Editorial: Embrace Umugoroba w’Ababyeyi initiative

The Government of Rwanda has, over the years, come up with various homegrown initiatives designed to help address challenges facing the people and the country at large, some peculiar to Rwanda.

Saturday, October 21, 2017

The Government of Rwanda has, over the years, come up with various homegrown initiatives designed to help address challenges facing the people and the country at large, some peculiar to Rwanda.

One of them is Umugoroba w’Ababyeyi or the parents’ forum, which was officially launched in March 2013, as a platform that brings together residents from the same neighbourhood to discuss and try to find solutions to pertinent issues affecting the community or some of its members.

These issues range from domestic violence, child abuse and gender based violence to promotion of a savings culture, healthy feeding, family planning, and cooperatives.

Four years down the road, testimonies are abound of how the initiative has since helped mend family relationships, promote behavioral change and enhanced quality of life.

Just last week, a couple in Rubavu District testified of how Umugoroba w’Ababyeyi had helped rekindle their relationship and saved their family from total collapse after the husband heed counsel from the forum peers to return to his family having previously walked out on them.

Today, the formerly estranged couple are now rebuilding themselves and happily forging a bright future for their children.

Stories like that of Jonas Sinzabashobora and his wife Consolate Nyirahabimana, the residents of Kabarora Cell in Rugerero Sector, Rubavu District, are commonplace in areas that have embraced the essence of Umugoroba w’Ababyeyi across the country.

The most important aspect of this programme is that it is the residents themselves that devise a solution to the challenge at hand.

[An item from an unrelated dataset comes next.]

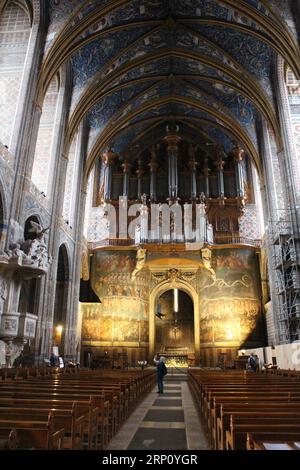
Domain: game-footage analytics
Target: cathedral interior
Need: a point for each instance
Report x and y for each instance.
(149, 181)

As a result, this has fostered harmony among previously quarrelsome families and communities – thereby minimising risk of violence.

While the initiative is believed to be more effective in rural settings, it’s important that even urban dwellers embrace it as they face the same – if not more – challenges that the initiative has helped address in the countryside.

Mostly, local leaders and officials in charge of family promotion should play an active role in ensuring that the initiative remains relevant and serves its intended purpose.